Fast calculation of two-electron-repulsion integrals: a numerical approach
Pedro E. M. Lopes

TL;DR
This paper introduces a numerical approximation method for rapidly calculating two-electron-repulsion integrals, addressing a key bottleneck in quantum chemistry for large, complex systems like metalloproteins.
Contribution
It proposes a novel multilayered fitting approach for two-electron integrals that is independent of the number of Gaussian primitives, enhancing computational efficiency.
Findings
Developed a smooth two-dimensional surface fitting technique.
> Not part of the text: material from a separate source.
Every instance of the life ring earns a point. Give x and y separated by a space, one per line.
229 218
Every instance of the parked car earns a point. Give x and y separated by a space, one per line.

Demonstrated the method's independence from the number of primitives.
Focused on three-center integrals with carbon atoms as a proof-of-concept.
Abstract
An alternative methodology to evaluate two-electron-repulsion integrals based on numerical approximation is proposed. Computational chemistry has branched into two major fields with methodologies based on quantum mechanics and classical force fields. However, there are significant shadowy areas not covered by any of the available methods. Many relevant systems are often too big for traditional quantum chemical methods while being chemically too complex for classical force fields. Examples include systems in nanomedicine, studies of metalloproteins, etc. There is an urgent need to develop fast quantum chemical methods able to study large and complex systems. This work is a proof-of-concept on the numerical techniques required to develop accurate and computationally efficient algorithms for the fast calculation of electron-repulsion integrals, one of the most significant bottlenecks in…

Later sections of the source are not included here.